The psychological benefits of avoiding this reality and being able to shape your life into what you want it to be are priceless.

“I think it’s to do with people wanting more in their life,” says Paula Brough, professor of organisational psychology at Griffith University.

“Especially if their substantive role isn’t perhaps as fulfilling.”

Millennials are no longer content working 40 working hour weeks.

If their normal full-time work doesn’t provide them the life-juice they need, many resort to side hustling to fill that much-needed void.

“This next generation, they’re not content with working 40-, 50-, 60-hour weeks, they want to have some meaning to life” — Cameron Turner, a business lecturer in entrepreneurship

This means staying happy and feeling fulfilled with life, working on projects on the side that could provide them this extra boost.

Photo by William Iven on Unsplash

Although many find a side hustle fulfilling, not many see it as a full-time gig.

But in many cases, side hustling can turn into your own business.

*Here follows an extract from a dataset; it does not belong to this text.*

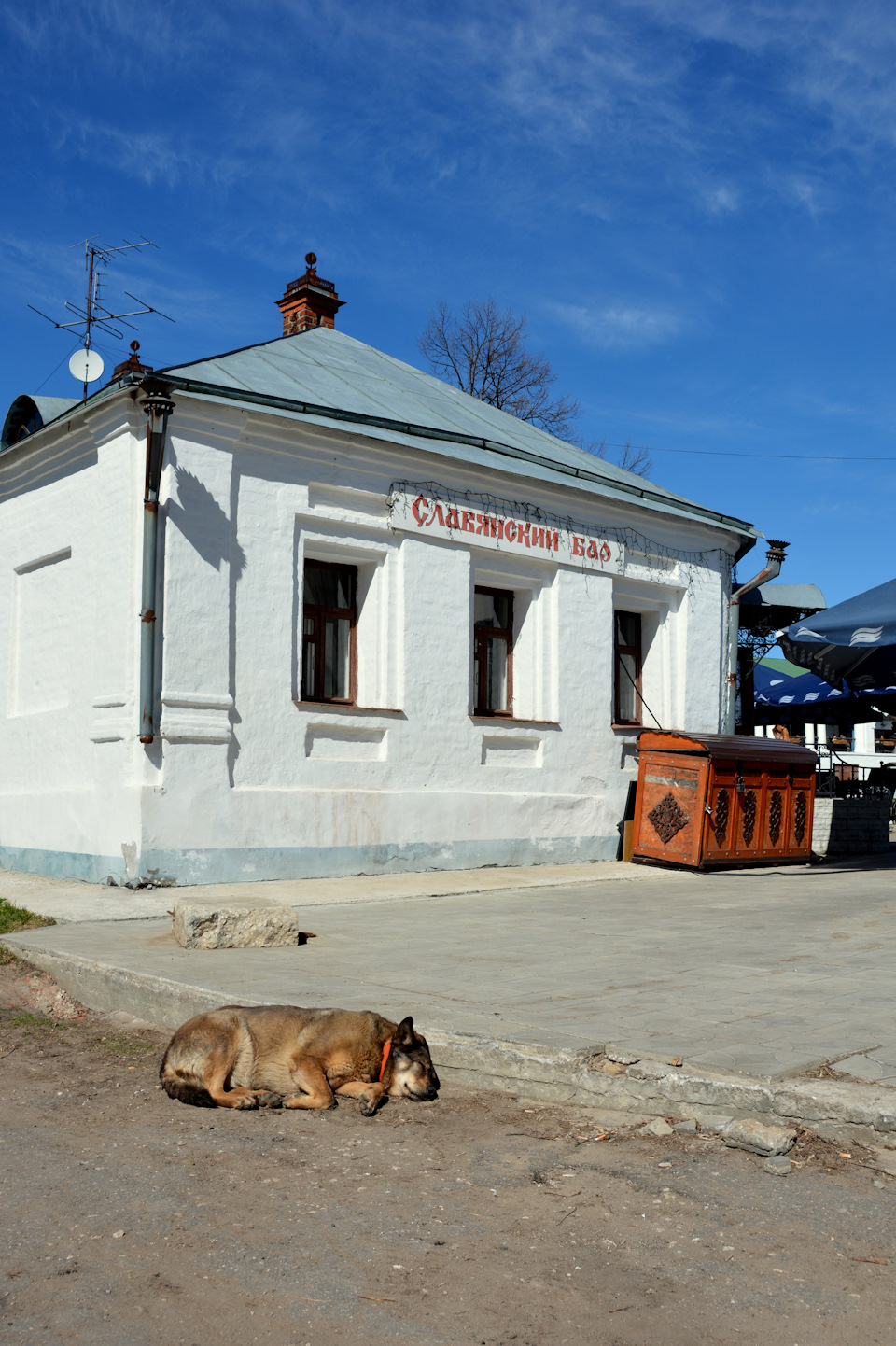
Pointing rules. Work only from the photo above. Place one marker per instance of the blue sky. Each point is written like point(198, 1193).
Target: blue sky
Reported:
point(693, 203)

This could be scaling your E-commerce store or taking on enough clients for your freelance business. For startups, it could be reaching a certain amount of revenue before going full-time.

Many times, these businesses are something you have a passion for.

In the best-case scenario, it is the golden ticket to working for yourself.

Many Millenials now expect much more from their jobs including career progression, learning opportunities, and recognition.

If not, many would willingly leave their employers and use the gig economy as a potential full-time alternative.

62% of millennials who would willingly leave their employers within the next 2 years regard the gig economy as a viable alternative to full-time employment (Deloitte)

People are increasingly looking to do work that is worthwhile and challenging so if full-time work isn’t doing this, Millenials have an avenue to do this and this is exactly what they’re doing.

Here are some other interesting statistics:

  • 79% of Gen Z and Millennial employees said an increase in recognition rewards would make them more loyal to their employers (daVinci Payments)
  • 36% of workers and nearly half of millennials would consider quitting a job that didn’t provide learning opportunities (Docebo)
  • 70% of millennials said a company’s sustainability would impact their decision to stay with a company for the long haul (Swytch)

But it’s important that once it reaches this stage, it should be a combination of love and money that got you there.

I have seen many who attempted to do their own business, hated it, and went back to an employer.

The most important thing is, your side hustle is not meant to become a chore but something you should enjoy doing, especially if you take it into a full-time gig.

That is why the ones that ultimately succeed are working on something they have a passion for.